Figure 3.5 presents results from the assessment using PISA science questions, distinguishing between the 12 core experts and the larger expert group. It shows that both groups of experts have similar high confidence in AI solving easier questions, and lower confidence for more difficult ones. Overall, AI is expected to solve easy questions (Levels 1 and 2) at 78% confidence in the core expert group and at 73% confidence in the large expert group, which decreases to 62% and 53%, respectively, for questions of medium difficulty (Levels 3 and 4), reaching 56% and 45%, respectively, for hard questions (Levels 5 and 6).

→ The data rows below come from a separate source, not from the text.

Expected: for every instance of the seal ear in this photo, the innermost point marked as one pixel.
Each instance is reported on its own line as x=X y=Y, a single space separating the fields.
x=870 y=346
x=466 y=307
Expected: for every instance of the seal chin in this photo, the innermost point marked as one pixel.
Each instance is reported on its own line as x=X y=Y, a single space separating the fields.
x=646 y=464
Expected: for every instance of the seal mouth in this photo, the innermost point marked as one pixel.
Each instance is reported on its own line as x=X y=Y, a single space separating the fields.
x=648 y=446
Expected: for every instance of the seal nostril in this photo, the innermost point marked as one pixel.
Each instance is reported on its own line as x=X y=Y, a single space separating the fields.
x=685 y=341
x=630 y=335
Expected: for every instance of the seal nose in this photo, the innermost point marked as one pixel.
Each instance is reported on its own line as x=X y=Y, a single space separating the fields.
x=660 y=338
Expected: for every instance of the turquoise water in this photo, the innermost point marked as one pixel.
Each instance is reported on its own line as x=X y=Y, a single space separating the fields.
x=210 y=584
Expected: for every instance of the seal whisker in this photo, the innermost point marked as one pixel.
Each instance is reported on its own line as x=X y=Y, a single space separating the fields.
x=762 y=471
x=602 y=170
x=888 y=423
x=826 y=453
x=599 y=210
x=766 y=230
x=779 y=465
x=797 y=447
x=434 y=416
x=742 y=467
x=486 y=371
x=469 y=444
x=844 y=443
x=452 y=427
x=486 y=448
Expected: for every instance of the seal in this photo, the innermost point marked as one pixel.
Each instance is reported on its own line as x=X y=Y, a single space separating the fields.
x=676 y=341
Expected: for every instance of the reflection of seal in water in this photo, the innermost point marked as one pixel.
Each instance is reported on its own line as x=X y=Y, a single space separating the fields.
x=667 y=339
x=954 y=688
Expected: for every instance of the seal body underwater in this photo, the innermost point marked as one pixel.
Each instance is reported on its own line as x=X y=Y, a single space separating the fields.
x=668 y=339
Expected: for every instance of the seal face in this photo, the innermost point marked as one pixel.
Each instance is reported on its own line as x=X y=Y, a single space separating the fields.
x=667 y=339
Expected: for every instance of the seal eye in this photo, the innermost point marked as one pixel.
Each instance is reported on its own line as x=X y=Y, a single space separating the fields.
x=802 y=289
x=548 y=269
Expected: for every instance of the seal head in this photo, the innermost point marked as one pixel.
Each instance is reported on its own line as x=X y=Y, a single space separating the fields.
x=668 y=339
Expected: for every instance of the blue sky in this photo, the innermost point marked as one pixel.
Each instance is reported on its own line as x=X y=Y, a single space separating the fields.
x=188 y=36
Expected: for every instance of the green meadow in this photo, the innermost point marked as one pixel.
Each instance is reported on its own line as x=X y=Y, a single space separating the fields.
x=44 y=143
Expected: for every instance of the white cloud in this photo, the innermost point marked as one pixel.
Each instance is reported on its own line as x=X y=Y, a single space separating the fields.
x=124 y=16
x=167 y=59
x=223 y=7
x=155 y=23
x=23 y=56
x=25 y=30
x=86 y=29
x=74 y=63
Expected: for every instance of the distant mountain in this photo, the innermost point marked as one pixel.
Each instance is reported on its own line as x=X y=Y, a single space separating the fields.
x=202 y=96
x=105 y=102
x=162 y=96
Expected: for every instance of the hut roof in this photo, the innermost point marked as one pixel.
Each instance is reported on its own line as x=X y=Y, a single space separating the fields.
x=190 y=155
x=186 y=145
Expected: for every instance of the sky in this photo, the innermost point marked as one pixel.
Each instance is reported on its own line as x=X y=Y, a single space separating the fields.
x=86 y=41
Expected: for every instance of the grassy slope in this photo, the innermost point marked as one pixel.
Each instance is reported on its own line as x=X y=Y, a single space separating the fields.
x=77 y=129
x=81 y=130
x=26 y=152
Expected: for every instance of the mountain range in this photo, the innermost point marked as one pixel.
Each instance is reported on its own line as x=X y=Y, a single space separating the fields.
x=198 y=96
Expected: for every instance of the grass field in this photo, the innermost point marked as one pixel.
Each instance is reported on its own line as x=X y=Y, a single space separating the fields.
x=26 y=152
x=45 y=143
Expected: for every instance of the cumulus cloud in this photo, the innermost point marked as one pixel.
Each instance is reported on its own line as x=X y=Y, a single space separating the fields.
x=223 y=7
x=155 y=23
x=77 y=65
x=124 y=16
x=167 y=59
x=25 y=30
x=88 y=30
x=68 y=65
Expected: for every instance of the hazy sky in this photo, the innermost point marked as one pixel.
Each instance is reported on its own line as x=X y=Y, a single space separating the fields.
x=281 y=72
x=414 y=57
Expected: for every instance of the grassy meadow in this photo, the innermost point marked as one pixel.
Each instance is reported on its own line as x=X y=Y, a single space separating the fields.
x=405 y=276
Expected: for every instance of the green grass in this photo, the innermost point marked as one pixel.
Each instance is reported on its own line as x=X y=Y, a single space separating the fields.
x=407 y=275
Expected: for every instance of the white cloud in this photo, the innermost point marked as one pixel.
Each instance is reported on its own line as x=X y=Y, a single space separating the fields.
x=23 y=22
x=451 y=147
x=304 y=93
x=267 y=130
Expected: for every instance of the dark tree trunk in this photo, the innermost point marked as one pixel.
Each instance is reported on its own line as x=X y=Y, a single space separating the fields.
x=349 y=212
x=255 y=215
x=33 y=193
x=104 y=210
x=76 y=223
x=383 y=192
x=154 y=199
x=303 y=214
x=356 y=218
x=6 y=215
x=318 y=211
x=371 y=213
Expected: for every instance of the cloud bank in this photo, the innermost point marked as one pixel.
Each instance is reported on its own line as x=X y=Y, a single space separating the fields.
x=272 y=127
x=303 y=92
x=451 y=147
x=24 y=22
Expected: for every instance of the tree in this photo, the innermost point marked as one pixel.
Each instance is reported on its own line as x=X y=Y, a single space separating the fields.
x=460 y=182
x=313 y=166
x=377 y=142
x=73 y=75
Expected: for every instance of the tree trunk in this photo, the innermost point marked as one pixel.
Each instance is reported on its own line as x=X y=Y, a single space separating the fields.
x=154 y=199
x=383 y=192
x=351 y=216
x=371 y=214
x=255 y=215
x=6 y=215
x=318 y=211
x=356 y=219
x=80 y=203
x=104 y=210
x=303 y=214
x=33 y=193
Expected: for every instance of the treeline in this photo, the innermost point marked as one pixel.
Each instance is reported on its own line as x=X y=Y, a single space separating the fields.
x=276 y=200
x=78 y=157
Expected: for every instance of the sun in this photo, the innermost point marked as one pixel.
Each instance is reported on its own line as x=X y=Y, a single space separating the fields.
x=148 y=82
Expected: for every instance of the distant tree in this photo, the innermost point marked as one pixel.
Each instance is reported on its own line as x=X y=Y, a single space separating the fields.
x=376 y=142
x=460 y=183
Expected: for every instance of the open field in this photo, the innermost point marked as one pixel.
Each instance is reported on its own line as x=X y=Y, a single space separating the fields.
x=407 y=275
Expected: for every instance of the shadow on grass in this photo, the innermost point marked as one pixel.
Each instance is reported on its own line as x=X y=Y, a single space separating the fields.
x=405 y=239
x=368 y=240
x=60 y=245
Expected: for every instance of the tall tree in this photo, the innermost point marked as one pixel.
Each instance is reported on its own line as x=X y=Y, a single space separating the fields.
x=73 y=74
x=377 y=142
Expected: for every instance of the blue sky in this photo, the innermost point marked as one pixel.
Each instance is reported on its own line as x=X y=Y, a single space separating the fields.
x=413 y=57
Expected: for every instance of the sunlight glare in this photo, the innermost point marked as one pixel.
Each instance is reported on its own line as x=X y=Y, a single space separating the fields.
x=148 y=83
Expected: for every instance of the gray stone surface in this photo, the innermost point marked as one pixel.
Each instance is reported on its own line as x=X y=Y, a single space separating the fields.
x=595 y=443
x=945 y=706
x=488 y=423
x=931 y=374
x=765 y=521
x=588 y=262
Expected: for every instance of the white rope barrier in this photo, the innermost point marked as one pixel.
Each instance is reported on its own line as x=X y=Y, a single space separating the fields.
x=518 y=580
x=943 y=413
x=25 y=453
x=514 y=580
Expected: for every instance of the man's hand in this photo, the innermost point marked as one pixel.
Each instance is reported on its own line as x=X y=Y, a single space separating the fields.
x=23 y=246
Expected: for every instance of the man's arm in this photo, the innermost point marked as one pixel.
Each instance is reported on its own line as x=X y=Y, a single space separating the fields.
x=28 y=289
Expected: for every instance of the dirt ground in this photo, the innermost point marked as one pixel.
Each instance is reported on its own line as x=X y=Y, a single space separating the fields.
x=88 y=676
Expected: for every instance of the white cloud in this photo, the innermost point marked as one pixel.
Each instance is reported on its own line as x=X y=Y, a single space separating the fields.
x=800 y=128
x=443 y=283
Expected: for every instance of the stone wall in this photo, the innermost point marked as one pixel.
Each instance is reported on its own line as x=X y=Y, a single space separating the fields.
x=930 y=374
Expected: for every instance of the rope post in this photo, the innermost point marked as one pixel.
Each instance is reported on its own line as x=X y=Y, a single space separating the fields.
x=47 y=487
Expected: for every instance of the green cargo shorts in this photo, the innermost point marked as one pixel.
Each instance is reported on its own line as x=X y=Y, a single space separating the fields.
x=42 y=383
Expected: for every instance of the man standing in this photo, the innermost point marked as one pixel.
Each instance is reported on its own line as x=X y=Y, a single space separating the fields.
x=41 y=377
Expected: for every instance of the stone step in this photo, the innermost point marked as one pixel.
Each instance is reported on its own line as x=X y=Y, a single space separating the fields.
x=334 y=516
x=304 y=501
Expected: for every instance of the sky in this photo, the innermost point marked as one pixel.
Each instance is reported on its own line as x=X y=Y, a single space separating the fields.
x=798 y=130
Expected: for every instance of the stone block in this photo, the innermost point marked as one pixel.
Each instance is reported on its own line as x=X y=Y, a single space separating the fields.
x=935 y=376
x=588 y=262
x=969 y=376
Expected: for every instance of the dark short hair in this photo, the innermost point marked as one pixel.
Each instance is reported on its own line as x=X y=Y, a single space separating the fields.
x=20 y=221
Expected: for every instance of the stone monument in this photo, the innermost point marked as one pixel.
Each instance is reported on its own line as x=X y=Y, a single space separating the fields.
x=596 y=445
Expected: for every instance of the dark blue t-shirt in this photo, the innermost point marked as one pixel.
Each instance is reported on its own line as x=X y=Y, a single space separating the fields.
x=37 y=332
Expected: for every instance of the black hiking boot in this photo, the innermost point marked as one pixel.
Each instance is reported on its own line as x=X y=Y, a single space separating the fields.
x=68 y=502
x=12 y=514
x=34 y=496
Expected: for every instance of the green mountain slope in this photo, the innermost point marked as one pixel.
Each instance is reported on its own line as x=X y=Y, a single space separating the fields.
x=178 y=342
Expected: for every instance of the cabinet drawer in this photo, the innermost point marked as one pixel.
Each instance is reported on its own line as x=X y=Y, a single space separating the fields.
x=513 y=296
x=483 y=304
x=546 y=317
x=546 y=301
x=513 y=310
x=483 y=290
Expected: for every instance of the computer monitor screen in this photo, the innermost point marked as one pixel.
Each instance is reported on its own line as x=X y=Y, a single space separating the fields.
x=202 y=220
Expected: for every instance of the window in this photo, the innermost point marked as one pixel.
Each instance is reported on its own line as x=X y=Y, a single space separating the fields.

The science questions consist mostly of text inputs. Therefore, the similarity of the results to those obtained with the PIAAC literacy test is not surprising. It reflects the strong performance of NLP systems in question-answering and text generation. That both the small- and the large-scale assessments produce similarly high ratings in this domain suggests that both the behavioural and the mathematical approaches to collecting expert judgement are effective in obtaining plausible evaluations from experts.

As discussed above, the use of education tests for measuring AI capabilities offers the benefit of detailed comparisons to human performance. This provides insights into the potential impact of AI on essential skills used in educational and work settings. Tests like PIAAC go a step further in linking performance scores of respondents to various socio-economic and demographic characteristics. This allows, for example, for nuanced analyses of skill performance across countries, occupations, education levels or age groups.

Figure 3.6 illustrates how AI and human capabilities compare in literacy. The assessed AI performance by experts is compared to three proficiency levels of adult respondents. Adults at each proficiency level are expected to complete successfully 67% of the questions at that level. They have higher probability of success at easier questions, and lower chances to answer harder questions. The figure shows that expected AI performance resembles that of Level 3 adults. That is, AI is expected to solve about two-thirds of the Level 3 questions and almost all Level 1 and 2 questions. At Level 4, expected performance is actually closer to that of Level 4 adults, at 70%. However, this latter result should be interpreted with caution due to the small number of questions at that level.

PIAAC data show that most adults have literacy skills below Level 3. Across the OECD countries that participated in PIAAC, on average, 35% of adults are proficient at Level 3 and 54% score below this level; only 10% of adults perform better than Level 3 in literacy (OECD, 2019, p. 44[1]). This suggests that AI can potentially outperform a large proportion of the population on the PIAAC literacy test.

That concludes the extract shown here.